Extract information help

Hello i need to create a robot which extract data from a lot of pdf files which are on different languages(around 15) , but with the same structure. The structure is like that ( Section 1 , Section 2 , Section 3…)

I need to take the information from Section 11 to Section 12 it’s around 1 page and half for every pdf.

Section 11 :

Example text… 1 page and half mostly.

Section 12.

Is there a way to make bot to search by keywords for example From Section 11 to Section 12 and also for the other languages i guess i need to add other words which means Section 11 and Section 12.

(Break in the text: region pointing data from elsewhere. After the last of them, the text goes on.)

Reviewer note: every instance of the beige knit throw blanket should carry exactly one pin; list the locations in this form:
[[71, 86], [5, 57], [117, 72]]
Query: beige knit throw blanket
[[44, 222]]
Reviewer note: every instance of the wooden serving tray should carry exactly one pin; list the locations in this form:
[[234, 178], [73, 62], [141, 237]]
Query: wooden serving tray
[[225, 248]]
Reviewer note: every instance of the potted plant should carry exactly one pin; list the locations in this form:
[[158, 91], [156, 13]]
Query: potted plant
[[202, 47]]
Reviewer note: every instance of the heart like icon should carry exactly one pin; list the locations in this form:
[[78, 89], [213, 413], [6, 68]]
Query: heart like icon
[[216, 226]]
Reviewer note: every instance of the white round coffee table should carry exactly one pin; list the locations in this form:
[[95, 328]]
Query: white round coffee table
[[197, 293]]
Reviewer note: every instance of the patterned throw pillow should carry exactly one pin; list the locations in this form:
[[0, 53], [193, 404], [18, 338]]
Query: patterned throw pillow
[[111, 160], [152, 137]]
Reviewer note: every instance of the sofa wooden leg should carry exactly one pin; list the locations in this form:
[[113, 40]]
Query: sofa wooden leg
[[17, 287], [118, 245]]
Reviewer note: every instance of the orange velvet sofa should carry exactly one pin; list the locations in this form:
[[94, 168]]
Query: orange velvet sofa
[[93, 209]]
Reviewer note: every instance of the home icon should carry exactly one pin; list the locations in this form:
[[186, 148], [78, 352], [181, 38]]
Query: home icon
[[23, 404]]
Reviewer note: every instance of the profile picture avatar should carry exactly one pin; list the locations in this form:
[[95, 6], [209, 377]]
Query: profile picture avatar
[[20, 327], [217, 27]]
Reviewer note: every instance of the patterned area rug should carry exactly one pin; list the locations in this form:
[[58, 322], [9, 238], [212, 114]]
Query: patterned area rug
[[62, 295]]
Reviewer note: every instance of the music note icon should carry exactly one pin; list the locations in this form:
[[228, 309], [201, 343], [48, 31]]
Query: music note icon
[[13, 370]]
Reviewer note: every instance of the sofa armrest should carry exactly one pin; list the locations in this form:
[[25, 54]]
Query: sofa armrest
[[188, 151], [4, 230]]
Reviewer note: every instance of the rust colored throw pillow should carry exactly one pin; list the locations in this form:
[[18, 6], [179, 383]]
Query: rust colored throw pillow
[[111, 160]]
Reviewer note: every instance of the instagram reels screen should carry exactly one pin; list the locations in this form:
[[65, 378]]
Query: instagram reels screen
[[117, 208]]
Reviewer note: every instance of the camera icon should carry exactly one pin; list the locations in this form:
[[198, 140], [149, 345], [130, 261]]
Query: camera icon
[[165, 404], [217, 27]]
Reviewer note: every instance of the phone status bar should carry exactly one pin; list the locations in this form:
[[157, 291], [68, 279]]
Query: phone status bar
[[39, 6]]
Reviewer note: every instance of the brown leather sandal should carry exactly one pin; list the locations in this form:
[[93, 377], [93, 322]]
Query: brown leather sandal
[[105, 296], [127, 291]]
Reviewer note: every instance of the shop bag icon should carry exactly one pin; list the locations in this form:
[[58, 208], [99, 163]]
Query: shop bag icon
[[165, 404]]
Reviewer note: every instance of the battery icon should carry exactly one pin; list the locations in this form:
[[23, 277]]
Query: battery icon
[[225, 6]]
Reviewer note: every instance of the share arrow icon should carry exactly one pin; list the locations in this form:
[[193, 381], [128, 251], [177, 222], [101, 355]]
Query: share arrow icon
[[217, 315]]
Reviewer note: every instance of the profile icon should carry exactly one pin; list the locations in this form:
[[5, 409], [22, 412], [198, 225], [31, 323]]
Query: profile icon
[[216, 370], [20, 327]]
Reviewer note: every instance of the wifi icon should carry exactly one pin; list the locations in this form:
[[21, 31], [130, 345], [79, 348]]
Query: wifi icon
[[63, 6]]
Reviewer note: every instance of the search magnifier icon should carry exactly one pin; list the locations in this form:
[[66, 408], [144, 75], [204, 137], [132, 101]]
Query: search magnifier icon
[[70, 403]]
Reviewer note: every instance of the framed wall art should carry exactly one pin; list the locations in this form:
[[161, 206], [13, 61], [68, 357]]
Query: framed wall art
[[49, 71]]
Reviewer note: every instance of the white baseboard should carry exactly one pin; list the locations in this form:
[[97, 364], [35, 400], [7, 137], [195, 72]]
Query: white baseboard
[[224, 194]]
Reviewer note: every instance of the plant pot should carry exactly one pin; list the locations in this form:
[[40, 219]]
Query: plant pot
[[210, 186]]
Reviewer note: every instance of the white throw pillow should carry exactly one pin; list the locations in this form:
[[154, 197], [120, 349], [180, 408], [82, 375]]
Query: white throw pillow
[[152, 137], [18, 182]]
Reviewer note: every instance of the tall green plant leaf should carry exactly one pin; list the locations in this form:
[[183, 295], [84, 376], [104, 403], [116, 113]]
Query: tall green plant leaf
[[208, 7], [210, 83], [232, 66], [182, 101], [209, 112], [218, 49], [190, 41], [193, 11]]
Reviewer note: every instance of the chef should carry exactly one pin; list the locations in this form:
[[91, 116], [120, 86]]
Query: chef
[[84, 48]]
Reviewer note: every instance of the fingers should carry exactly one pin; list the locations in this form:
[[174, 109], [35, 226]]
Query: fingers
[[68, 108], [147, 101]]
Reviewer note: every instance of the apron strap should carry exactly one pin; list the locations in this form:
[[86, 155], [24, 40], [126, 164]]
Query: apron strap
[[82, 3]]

I need to export this data in TXT file. Is it possible for every pdf which bot scan to extract it in different txt file.

Hy @Shwapx,

If your pdfs are text pdfs you should use the ‘Read PDF text’ activity, insde the UiPath.PDF.Activities Packages.
This will save the data to a text file, you can use regular expressions to extract data from it.

Could you try that?
Let me know if you have any questions?

Regards

Hey thank you i will test this out tomorrow. Yes its only text how to make btw the regular expression to take text from the text file from Section 11 to Section 12. From what i understand i first read the pdf than write it to txt file and than use regullar expression to extract only information in from section 11 to section 12.

Hy @Shwapx,

It sounds that you have a lot of work to do.
The idea of regular expressions is that you find specific parts of the text. You need to find something contant in the docs so you can find your sections

check it out

Please let me know if manage to use it or have any more questions

regards

Hello

I have created this regex solution:
(?<=Section 11:)([.*\w\W\n]+)(?=Section 12:)

Comments: It will capture everything from the words "Section 11: " and stop at "Section 12: ".
You will need to update the language accordingly.

Check out the Regex 101 link
image

Thank you so much this one works so i just now need to make it to read all pdf in the folder and create different text file for every pdf. Also to add more regex matches with the different languages of SECTION 11 and SECTION 12.Like for example on German is ABSCHNITT 11 and ABSCHNITT 12 .If you can suggest me how to do this as well will be great.

1 Like

This is the test which i make to check if the regex work and it’s working good it’s taking information only for Section 11 to Section 12 which i need in txt file. Need to create this to check for Section 11 on different languages and checking all pdfs in folder after that extracting the information in different txt file for every pdf.

here you go: (?<=(Section 11:)|(ABSCHNITT 11:))([.*\w\W\n]+)(?=(Section 12:)|(ABSCHNITT 12:))

1 Like

So i just need to follow this and add all other languages from that i will need to take information to this regular expression and will look for that and if it’s find it will extract it.

yes correct. The “|” in regex is like an OR condition.

1 Like

Here for example i have 2 pdf files one on English and other one on German , i think it’s reading both since in the output i can see it’s getting information from Section 11 on both languages , but when i check the txt file i see the data only on English , and other one is missing.

Like is reading the first pdf file searching for Section 11 on English which i have already in the regex if it find save it to txt than open the next pdf file which is on German search again for the regex if find save it in txt format.

Also do i need to write line and than take the information from there or i can directly extract it from the pdf.

Maybe share a copy of your workflow and we can take a look :slight_smile:

Hello Steven ,

Here you can find copy of it:

Pdf extraction.xaml (7.0 KB)

At all i wanna do it extraction that section 11 on different language for which you guys helped me with the regex i can get that information . I made it to read all pdfs in the folder , but at the end i can’t make it to write separate txt file for each pdf file with the same name as the pdf just txt format with the extracted data from Section 11. Is there a way to make it like If regex find match from the pdf create it as txt and continue on the next file if find a match from the regex which will be in my case next language section 11 create txt file with same name of the pdf.

Hey i think i made it to work atlest it’s working with 3 files and it’s taking information from both languages which i added and getting only Section 11 part i need to test it out for all languages and more pdf.

Here is the final file. Convert PDF to Text.xaml (8.1 KB)

I can take every suggestion to make it even better :smiley:

@Shwapx

If you use the DU framework with a regex extractor you can accomplish the same thing and allow users to validate the extracted paragraph as well:)

This topic was automatically closed 3 days after the last reply. New replies are no longer allowed.